El problema del extranjero es tan viejo como la historia del hombre. Es inútil que cerremos los ojos. La realidad está ahí, crudamente establecida en la actualidad cotidiana. Nuestro cerebro está lleno de imágenes de lo que ocurre alrededor del mundo. Nuestra existencia cotidiana se encuentra con mil y un problemas que los medios nos presentan causados por refugiados, por el flujo de inmigrantes, por el encuentro con expatriados y las dificultades que acarrean. Esta locura del rechazo al “otro” simplemente porque es extranjero, hunde sus raíces, con independencia de cualquier análisis sociológico, en el corazón del hombre.
El problema del extranjero se hace cada día más presente y crucial. Cuestiones, dificultades, dramas surgen en cada momento sobre este asunto. Inmigrantes permanentes aquí huyendo de situaciones cada vez más difíciles. Refugiados incesantes allá, empujados a buscar una manera digna de vivir. Todo un mundo de excluidos se levanta ante nuestros ojos con un reto para nuestros gobiernos y nuestra sociedad, en la que, aunque no se diga, está latente una especie de “racismo popular” que puede dar lugar a un “racismo de principios”. Racismo que se inscribe en las cabezas y en los corazones, suscitando burlas y envidias, cuando no desprecios y enfrentamientos.
La Biblia, experta en humanismo, nos proporciona múltiples ejemplos del hombre que tiene que abandonar su casa, su familia, su patria y marchar lejos, confiando en Dios y esperando una buena acogida. También la Sagrada Escritura nos ilumina al respecto, y si esta iluminación, si esta enseñanza, es poco conocida y malamente aplicada en nuestros días tenemos la explicación de por qué Abraham, Moisés, veinte siglos después de Cristo, sigue siendo un asunto mal abordado y trágicamente vivido.
Dos lecciones podemos sacar de la Escritura. La primera, que hay que saber acoger al extranjero sin molestarle, sin malmeterle, sin oprimirle, todo lo contrario, compartiendo con él, respetando sus derechos, sin causarle mal. La segunda lección es mantenerse realista. Amar no es soñar. El otro sigue siendo el otro, y la Escritura no duda en aconsejar prudencia.
Podemos comenzar en cambiar nuestra mentalidad, pero sin creer que ya estamos dispuestos; es una obra a largo plazo. Incluso para el cristiano que cree en la primacía de la caridad, las cosas no son tan sencillas. Podemos comenzar por promover la acogida, en lugar del rechazo; el compartir, en lugar del egoísmo; la comprensión, en lugar del desprecio; el amor, en lugar del odio. Quizás lleguemos a actuar con largueza, con espíritu de apertura, tolerancia y generosidad y también a respetar su identidad, sin que pierdan su fe ni sus valores y riquezas interiores. Esto es librar el buen combate, no solamente de la fe, sino también de la caridad. Podemos compartir las diferencias, enriquecernos con lo complementario, asombrarnos con la diversidad, porque en todo hombre hay un tesoro escondido.
Tomemos el ejemplo de Cristo: alaba al centurión romano, cura a la sirofenicia, acoge a la cananea, conversa con la samaritana, felicita al leproso extranjero, el único que volvió a darle las gracias. El mismo Señor terminará por identificarse en la persona del otro, del diferente, del separado, del sospechoso, del excluido diciendo la frase sublime: “fui extranjero, y me acogisteis”.
Siempre habrá hombres y mujeres, ricos y pobres, creyentes y no creyentes, unos que viven aquí y otros que viven allá. Pero para que el otro sea un hermano no es suficiente con vivir juntos: hace falta que unos y otros se vean como hijos del mismo Dios.
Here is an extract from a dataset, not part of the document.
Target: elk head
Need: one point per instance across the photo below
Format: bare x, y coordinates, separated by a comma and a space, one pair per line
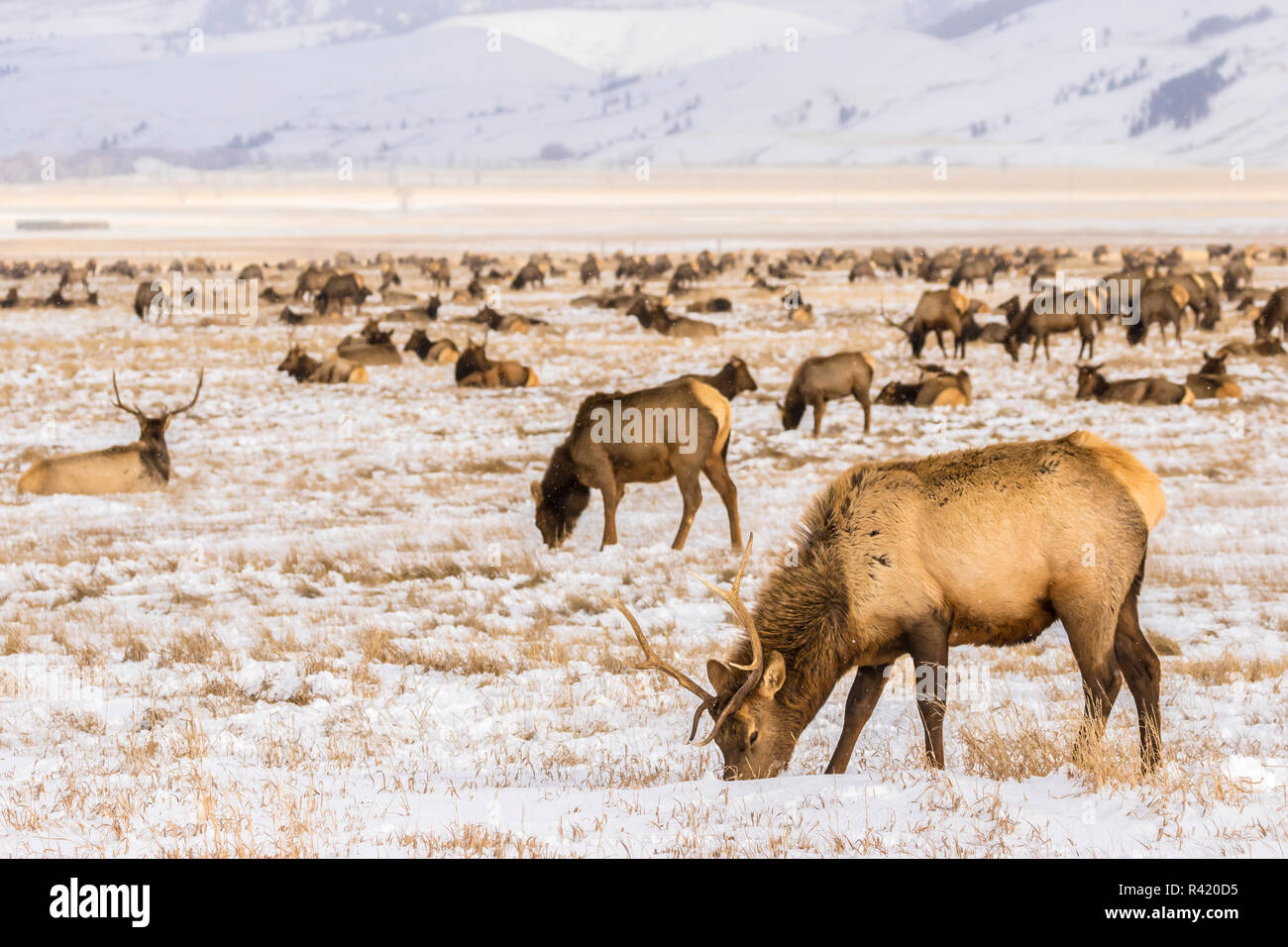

Así, el ideal cristiano no es negar la alteridad, ni las diferencias, ni siquiera nuestro antagonismo, sino reconocerlos para aceptarlos mejor, para superarlos y vivirlos con caridad, con benevolencia, con humildad, con dulzura, con paciencia. Bajo estas perspectivas podremos entrever algo del Reino de los Cielos, en el que los elegidos no serán fotocopias unos de otros, al contrario, incluso con sus blancas túnicas, todas las razas, pueblos, lenguas y naciones se reunirán en alabanza única ante el trono de Dios y “el Cordero, que está en medio del Trono, será su pastor y los conducirá a manantiales de agua viva” (Ap. 7, 17).